Neither does the document disclose whether its claim is based on weighting absolute statistics against the percentage of population vaccinated or unvaccinated to produce a number per 100,000 that fits the establishment vaccine acceptance narrative in the same way the United Kingdom Health Security Agency does in its weekly Vaccine Surveillance Report.
However, a Canada COVID-19 Weekly Epidemiology Report issued by Public Health Canada published on Oct. 29 shows a graph of weekly age-standardized positive PCR test and hospitalization rate based on vaccination status, broken down by incidence per 100,000 persons, without supporting raw data provided.
However, the Government of Canada’s daily update website does provide some raw data, but is based on a calculation spanning the start of the vaccination campaign on Dec. 14, 2020. The dataset says 83.2 percent of all cases, amounting to 678,410 were “unvaccinated at the time of their episode date.”

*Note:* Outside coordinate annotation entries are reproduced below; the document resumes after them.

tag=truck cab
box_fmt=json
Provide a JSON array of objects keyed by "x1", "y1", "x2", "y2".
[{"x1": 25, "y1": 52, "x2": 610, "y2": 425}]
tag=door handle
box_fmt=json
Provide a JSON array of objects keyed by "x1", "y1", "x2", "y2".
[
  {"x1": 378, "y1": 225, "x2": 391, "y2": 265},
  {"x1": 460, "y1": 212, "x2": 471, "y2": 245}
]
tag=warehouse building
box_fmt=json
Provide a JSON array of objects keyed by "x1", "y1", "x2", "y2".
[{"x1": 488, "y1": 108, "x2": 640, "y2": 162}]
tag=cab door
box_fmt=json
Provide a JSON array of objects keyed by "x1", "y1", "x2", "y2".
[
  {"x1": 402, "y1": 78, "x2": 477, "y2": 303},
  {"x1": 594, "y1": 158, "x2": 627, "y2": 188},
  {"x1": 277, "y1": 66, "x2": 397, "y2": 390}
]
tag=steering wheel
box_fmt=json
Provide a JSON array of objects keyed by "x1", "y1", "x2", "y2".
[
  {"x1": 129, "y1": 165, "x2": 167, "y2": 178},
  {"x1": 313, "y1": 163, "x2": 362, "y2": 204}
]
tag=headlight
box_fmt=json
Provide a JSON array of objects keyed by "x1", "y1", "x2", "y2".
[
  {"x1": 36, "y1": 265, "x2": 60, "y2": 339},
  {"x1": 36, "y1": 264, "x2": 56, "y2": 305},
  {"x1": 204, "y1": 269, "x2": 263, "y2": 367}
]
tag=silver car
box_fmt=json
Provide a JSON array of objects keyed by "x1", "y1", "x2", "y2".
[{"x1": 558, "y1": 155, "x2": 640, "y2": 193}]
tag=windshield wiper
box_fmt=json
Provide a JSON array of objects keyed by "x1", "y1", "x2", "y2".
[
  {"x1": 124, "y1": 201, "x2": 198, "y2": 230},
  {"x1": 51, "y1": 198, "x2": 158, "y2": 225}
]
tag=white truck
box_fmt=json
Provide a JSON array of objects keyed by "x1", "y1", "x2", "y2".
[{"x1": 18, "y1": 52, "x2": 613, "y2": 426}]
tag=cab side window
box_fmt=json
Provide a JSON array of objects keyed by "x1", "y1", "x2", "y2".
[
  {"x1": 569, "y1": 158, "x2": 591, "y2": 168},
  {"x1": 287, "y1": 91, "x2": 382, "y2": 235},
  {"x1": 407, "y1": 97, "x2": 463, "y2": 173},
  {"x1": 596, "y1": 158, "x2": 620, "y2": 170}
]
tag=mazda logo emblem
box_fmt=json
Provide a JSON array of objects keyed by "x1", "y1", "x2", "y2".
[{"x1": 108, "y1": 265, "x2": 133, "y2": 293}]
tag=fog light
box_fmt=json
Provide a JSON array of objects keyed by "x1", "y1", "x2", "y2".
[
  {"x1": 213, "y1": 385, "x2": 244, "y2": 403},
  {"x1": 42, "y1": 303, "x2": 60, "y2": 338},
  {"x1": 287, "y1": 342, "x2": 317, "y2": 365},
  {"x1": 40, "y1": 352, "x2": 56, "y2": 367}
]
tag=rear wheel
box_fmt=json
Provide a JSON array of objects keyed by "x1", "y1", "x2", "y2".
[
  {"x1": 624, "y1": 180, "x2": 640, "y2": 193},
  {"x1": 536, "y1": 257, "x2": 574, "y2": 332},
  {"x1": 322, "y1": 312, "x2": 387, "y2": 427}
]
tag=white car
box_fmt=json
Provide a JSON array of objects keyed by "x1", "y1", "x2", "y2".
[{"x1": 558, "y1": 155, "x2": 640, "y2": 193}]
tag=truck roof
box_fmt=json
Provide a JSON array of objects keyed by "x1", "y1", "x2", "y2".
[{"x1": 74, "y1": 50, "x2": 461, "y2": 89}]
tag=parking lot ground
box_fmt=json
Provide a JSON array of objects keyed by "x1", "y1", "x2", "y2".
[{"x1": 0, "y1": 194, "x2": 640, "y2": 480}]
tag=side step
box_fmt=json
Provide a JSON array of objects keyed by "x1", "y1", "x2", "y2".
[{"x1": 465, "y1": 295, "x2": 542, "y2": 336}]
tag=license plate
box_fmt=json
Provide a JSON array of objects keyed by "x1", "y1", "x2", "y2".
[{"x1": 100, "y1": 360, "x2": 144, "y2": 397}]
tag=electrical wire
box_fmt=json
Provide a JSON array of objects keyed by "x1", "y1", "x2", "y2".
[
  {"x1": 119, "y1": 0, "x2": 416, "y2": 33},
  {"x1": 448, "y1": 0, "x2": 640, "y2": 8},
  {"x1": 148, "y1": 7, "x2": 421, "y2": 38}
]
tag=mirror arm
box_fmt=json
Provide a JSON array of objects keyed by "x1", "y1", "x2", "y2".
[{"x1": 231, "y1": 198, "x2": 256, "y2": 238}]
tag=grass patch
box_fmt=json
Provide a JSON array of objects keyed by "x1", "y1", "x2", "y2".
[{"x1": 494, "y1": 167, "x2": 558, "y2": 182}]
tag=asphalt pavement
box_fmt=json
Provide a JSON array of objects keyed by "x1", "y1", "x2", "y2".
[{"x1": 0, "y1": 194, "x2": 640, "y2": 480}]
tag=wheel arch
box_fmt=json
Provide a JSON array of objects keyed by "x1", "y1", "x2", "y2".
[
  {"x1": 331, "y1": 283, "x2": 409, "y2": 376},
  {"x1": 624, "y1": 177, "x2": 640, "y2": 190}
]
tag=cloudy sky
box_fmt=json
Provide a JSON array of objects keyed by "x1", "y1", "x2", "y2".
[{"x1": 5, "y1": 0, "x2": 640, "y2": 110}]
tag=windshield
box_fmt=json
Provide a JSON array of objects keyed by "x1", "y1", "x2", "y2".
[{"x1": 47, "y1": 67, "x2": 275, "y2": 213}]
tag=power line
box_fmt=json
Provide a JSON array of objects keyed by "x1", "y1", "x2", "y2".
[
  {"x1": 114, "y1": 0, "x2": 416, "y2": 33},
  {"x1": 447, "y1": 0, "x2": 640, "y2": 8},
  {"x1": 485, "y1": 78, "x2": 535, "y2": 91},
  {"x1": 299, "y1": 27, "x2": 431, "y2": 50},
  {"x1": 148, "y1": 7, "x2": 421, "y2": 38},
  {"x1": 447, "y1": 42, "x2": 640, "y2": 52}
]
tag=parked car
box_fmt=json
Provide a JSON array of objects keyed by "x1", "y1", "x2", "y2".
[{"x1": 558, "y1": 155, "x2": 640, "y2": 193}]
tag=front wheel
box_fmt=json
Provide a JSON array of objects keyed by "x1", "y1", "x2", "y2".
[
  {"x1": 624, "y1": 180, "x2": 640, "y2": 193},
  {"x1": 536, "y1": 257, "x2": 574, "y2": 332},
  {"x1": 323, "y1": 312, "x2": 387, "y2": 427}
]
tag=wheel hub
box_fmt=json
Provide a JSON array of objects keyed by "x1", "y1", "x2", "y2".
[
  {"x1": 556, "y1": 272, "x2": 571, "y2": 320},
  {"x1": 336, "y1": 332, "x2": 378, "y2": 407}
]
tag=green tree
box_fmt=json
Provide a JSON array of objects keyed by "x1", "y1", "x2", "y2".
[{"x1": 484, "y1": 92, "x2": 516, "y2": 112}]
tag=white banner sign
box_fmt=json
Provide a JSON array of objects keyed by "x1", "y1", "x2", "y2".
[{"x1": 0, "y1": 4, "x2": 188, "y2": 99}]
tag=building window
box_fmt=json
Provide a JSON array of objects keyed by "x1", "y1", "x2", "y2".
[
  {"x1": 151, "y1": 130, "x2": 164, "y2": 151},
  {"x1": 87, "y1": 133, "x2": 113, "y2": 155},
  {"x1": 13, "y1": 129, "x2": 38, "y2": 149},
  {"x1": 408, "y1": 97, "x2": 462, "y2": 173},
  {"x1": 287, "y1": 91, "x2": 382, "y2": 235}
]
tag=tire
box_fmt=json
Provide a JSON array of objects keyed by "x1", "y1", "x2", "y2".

An additional 88,508 cases occurred in people who were partially vaccinated, including those whose breakthrough occurred within 14 days of accepting the second dose. 48,555 cases were categorized as proper vaccine breakthroughs.
Canada’s data appears to stand in sharp contrast to raw data published by the UKHSA showing the majority of cases in people aged over 40 and hospitalizations in people aged over 50 were fully vaccinated breakthroughs.
Similar data examining millions of U.S. Medicare recipients and members of one of Israel’s four mandatory health care providers show raw data with similar weights of fully vaccinated breakthroughs.
The Committee also emphasized scientific studies showing vaccine effectiveness (VE) wanes over time, “Studies that reported on confirmed infection as an outcome generally indicated a decrease in VE against SARS-CoV-2 infection at 4 and 6 months after primary series completion compared to 7 to 14 days after primary series completion.”